Shortly after Nicholas started to walk, he learned to run, and he's been running ever since, everywhere. Two weeks ago, he ran into the office of the Kindercare director and closed the door behind him, locking himself in. I had taken my eye off of him for just one second, and that's all it took. Luckily, the door had a glass pane in it, where I could try my best to keep Nicholas as entertained as possible, thus preventing him from doing too much damage to her desk or computer. By the time the director had found her spare key, Nicholas wanted out and opened the door from the inside. This is the story of Nicholas' life. He's in the fast lane, and he's going to be staying there for quite some time, so I have to shift gears. Our home is locked down like Fort Knox, and still, he finds a way to vault himself over baby gates, climb out of Pack and Plays, splash in the toilets, throw trucks down the stairs, catapult off of couch cushions and wreak havoc in general.

There is only one solution (outside of lots of love) for little Nicki, and that is having a LOT of options for him. Lots to do, lots to play with, lots to keep him engaged. If not, he will be in trouble for sure. I now eye a buffet table not for its options but for its dangers. I push back the trays, I cover the coffee cups, I make sure that anything with nuts is out of the range of grasp (he's not allergic, but they are choking hazards and he's not supposed to eat them yet). Yet even in spite of all this, I had to take him a few weeks ago to an emergency walk-in center to have his foot examined for a coffee burn. Even though I told everyone to keep their coffee cups out of the way, even though I specifically asked for the Boxes o' Joe to be set out of the way of little hands, I can't bubble wrap my kids forever. Nicholas got his hands on the first "open" cup of coffee he saw, and he burned his foot something terrible. And I didn't even realize it until it was way too late.
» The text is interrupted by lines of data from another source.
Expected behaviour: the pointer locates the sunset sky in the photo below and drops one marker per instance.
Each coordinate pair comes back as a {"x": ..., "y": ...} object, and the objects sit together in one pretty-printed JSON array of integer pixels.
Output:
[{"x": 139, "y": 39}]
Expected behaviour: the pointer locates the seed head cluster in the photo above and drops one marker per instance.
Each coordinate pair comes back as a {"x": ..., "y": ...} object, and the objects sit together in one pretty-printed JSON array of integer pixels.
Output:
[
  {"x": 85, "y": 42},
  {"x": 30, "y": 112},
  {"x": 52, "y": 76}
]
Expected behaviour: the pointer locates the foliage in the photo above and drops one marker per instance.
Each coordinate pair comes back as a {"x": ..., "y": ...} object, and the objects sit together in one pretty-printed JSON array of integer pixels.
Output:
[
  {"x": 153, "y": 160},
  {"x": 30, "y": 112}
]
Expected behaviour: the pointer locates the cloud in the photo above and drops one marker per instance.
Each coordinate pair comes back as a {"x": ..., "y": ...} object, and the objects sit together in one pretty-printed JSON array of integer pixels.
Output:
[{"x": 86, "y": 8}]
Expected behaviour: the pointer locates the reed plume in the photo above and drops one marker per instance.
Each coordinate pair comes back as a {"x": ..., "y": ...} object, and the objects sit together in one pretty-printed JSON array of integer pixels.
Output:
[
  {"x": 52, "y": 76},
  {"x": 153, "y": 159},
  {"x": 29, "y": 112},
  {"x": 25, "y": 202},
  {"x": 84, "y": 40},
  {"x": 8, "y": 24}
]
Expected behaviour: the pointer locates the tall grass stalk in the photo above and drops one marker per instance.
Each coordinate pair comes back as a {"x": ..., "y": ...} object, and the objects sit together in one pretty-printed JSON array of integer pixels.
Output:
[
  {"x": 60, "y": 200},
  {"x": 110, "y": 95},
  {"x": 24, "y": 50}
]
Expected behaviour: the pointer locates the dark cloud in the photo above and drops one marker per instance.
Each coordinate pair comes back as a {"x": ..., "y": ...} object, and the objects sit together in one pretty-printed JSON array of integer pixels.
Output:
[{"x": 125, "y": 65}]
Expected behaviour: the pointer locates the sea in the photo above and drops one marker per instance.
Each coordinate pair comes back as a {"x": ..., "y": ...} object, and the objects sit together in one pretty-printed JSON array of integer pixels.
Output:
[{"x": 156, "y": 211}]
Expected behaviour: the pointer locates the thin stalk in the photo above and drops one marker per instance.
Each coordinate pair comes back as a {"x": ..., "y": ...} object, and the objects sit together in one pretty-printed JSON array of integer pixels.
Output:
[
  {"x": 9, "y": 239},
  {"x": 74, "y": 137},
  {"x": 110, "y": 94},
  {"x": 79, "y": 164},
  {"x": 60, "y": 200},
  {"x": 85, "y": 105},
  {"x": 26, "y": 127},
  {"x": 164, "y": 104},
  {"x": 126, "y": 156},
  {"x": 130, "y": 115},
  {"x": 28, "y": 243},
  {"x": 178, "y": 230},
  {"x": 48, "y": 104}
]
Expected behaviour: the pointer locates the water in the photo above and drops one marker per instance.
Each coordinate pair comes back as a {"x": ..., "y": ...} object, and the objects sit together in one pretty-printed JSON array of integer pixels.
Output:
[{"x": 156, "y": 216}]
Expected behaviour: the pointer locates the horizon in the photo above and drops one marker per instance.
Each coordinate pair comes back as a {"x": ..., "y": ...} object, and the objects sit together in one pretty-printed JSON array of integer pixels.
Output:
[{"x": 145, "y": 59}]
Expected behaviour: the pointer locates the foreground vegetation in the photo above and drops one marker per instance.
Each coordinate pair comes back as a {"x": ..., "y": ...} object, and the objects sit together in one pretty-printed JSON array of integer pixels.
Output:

I thought he was crying because the coffee had gotten on his jeans, which I had stripped off. It didn't even occur to me that his brown shoe, had pooled up with very hot coffee, and by the time I had discovered the awful blister, I felt awful.
His foot is almost healed up now, though there will be a visible scar from the burn. I don't understand why anyone thinks that letting kids get burned will teach them something. That is the most absurd thing I have ever heard. It teaches them that burns hurt. It teaches them that bandages have to get changed. If anyone thinks that my 2 year-old has had an "A-ha" moment about the hotness of Dunkin Donuts coffee, rest assured you are mistaken. He'd do it again in a flash. Because that's Nicholas.